Yeah, maybe. But the Jewish stuff also seemed a little lazy. The frequency with which Hollywood injects Jews into plots — where they are inevitably short-hand for misfits or intellectuals – suggests a lack of imagination and real guts, if you ask me. Going Jewish is an easy way to make your show look ethnic or “exotic” and, let’s face it, doesn’t run the risk of offending studio bosses for obvious ethnic reasons. (For the same reason, Jewish characters tend to be the same kinds of Jews you find in Hollywood offices: secular, ethnic, assimilated, and often confused about and/or mocking of Jewish ritual.)
If you’re a writer and want to push the envelope slightly more (an envelope that has already been torn to shreds, by the way), then you add a gay character to your checklist. (Again, not likely to offend a significiant portion of the entertainment world.) So Glee doe just that, and also in the safest possible way: Kurt is femme-y and flamey and, get this, loves fashion and musical theater! (Imagine if Finn, the quarterback, was gay, or if Kurt wasn’t gay but transgendered – now that would challenge stereotypes, not reinforce them.)
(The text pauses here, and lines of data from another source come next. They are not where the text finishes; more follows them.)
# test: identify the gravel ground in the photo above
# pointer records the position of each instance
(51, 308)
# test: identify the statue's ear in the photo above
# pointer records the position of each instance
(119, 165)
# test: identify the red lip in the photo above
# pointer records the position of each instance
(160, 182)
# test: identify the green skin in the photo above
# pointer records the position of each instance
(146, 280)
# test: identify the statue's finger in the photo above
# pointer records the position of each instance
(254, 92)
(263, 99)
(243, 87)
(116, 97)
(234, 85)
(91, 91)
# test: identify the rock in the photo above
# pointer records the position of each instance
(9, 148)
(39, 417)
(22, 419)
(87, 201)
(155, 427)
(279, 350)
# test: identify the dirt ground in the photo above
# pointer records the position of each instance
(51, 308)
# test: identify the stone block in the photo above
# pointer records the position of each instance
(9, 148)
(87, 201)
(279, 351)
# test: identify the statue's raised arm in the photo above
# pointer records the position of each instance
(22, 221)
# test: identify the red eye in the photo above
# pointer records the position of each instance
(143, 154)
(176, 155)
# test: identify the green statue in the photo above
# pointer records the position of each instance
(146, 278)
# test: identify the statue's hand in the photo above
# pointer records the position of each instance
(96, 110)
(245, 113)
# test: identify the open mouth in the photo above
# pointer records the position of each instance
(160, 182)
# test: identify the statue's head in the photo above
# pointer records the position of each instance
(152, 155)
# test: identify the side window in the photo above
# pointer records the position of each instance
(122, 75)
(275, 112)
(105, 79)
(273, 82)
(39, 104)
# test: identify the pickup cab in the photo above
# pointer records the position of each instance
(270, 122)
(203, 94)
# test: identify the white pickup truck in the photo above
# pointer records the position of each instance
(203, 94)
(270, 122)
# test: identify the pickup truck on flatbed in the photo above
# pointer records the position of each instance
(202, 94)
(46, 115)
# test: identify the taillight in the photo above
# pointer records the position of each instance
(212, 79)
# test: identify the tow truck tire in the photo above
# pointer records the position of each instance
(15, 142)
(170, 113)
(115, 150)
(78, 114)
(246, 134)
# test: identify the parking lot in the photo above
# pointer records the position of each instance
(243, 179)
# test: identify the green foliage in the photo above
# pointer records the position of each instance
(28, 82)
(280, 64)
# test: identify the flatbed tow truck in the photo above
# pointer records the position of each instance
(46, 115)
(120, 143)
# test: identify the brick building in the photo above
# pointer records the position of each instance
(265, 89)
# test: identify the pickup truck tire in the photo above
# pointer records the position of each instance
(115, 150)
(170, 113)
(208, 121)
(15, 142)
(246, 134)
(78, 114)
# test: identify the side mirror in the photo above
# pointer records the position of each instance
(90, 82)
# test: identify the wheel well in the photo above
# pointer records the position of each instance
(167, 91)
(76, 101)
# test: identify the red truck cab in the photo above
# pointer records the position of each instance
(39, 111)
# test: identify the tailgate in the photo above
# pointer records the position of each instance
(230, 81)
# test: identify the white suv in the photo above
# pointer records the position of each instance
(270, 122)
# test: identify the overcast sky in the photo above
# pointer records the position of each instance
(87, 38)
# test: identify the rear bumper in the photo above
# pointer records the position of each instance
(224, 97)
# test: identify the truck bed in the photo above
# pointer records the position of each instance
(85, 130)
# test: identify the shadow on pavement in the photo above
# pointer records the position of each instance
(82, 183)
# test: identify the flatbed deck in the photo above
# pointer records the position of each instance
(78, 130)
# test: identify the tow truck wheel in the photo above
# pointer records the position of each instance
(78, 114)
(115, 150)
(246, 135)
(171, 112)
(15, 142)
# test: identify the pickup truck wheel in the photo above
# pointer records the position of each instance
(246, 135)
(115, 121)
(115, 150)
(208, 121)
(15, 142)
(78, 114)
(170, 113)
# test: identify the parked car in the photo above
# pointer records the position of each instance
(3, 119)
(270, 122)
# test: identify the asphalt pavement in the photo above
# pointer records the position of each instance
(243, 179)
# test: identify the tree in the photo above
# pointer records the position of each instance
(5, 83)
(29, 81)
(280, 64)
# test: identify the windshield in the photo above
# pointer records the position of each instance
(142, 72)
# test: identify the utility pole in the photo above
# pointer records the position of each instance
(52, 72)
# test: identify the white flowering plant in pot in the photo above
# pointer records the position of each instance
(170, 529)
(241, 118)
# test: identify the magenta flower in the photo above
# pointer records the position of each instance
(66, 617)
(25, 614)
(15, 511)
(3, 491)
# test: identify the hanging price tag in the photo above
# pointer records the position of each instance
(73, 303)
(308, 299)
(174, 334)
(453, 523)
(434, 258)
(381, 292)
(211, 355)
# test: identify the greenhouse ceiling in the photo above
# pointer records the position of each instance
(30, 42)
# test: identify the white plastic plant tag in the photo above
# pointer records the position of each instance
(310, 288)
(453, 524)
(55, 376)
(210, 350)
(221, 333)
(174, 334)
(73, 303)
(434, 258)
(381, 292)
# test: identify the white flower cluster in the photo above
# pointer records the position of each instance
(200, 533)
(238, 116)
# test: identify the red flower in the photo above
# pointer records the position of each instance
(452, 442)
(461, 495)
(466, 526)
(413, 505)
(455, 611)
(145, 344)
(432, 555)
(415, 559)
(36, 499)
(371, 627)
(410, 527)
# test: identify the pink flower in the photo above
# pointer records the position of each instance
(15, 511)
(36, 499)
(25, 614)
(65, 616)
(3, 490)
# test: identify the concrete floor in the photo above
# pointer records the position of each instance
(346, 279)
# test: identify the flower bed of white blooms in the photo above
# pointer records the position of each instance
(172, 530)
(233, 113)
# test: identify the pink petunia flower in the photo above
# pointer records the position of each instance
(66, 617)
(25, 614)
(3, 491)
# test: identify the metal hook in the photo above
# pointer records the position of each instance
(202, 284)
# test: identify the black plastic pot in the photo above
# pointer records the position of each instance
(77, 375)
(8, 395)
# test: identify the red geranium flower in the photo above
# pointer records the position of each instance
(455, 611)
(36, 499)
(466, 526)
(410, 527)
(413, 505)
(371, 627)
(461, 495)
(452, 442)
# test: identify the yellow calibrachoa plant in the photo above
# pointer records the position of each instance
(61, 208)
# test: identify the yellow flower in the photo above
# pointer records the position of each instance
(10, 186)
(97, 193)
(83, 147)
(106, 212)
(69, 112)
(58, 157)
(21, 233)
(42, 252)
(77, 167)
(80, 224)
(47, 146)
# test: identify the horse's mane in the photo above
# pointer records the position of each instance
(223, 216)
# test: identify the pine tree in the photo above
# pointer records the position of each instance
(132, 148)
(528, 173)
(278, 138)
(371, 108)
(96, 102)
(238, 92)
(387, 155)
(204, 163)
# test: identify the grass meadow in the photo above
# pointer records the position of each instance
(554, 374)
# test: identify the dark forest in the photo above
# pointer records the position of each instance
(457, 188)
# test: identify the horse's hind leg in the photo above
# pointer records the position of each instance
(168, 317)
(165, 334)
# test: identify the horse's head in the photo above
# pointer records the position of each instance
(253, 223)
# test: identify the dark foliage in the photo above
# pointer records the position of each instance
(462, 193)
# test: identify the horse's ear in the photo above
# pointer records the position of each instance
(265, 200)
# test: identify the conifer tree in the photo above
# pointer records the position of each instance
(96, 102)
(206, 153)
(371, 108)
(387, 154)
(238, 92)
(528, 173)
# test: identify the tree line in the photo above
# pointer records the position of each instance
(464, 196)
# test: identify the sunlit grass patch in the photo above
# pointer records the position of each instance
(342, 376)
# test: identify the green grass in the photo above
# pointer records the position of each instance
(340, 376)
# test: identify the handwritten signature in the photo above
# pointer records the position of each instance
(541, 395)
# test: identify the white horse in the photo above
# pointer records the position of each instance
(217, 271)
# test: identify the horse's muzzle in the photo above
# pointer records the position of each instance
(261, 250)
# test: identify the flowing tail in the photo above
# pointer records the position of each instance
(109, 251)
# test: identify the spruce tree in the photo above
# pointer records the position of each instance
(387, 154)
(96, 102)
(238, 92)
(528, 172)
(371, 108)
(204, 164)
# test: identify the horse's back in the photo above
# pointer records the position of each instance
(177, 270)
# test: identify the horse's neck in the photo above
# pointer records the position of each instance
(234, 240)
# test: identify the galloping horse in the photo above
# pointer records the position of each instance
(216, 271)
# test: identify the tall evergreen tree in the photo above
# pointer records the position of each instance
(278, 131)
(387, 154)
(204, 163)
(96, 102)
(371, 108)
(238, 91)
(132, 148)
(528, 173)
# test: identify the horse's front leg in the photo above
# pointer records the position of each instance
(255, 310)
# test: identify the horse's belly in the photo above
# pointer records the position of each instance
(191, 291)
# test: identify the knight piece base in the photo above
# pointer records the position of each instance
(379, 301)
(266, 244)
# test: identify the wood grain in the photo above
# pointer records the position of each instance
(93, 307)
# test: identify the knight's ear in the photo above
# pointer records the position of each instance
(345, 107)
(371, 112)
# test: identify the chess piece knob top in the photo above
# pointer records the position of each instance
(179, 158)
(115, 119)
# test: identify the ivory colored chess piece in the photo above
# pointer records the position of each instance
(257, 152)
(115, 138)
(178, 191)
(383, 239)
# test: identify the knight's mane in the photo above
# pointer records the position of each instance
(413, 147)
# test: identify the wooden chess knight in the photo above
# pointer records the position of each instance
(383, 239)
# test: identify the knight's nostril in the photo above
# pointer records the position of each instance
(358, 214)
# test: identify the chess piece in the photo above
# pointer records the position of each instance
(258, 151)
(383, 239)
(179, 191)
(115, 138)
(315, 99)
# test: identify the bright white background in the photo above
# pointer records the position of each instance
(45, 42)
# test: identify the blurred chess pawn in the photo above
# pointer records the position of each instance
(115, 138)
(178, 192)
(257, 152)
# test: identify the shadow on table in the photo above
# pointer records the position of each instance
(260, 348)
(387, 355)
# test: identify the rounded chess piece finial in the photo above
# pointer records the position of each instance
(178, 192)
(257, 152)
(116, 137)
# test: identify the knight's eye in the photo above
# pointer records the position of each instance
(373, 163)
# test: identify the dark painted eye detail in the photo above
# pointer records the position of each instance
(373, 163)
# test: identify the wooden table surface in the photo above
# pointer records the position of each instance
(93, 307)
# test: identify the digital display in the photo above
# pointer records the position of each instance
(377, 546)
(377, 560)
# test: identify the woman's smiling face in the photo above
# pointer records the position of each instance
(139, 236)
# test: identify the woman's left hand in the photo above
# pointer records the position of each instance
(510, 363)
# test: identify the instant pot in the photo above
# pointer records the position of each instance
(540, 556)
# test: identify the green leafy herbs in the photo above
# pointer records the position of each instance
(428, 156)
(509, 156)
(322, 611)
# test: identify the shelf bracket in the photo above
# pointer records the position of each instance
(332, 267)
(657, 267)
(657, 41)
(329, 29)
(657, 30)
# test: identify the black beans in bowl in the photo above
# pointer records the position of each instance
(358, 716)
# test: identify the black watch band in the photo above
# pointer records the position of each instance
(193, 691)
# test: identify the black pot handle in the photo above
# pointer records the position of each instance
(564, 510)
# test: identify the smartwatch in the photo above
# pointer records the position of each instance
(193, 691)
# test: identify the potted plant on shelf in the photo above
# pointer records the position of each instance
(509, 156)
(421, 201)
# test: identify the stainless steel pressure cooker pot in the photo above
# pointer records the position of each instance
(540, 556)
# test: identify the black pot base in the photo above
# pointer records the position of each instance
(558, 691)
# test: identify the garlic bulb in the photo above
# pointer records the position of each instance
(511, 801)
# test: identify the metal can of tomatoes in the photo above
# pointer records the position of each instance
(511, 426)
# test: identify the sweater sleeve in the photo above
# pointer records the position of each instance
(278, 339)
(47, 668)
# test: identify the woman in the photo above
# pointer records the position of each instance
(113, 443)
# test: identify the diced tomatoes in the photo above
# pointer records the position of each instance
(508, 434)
Glee wants to be a celebration of outsiders, but its misfits are the 2009 version of the platoon from a World War II movie. Instead of Moscowitz and Roselli and O’Leary and Smith, you have the Jew and the gay and the Asian-American and the overwight black girl and the disabled kid.
But if you want real “misfits,” I can imagine a few un-lazy and un-safe choices the writers could make. How about a Muslim character (Aliens in America, to which I’ve compared Glee before, did this to great and daring effect — it was essentially a mainstream sitcom that accepted the Third World’s critique of suburban American culture, to subtle and devastating effect). Or a deeply religious kid — Jewish, Christian, Mormon – who isn’t a prude or a hypocrite. Or an Asberger’s kid who genuinely tries the patience of his peers, and isn’t precious in the Rain Man mode.
But I can’t get excited about another deracinated Jewish charcter who eats pork on Simchat Torah while watching Schindler’s List. Enough already.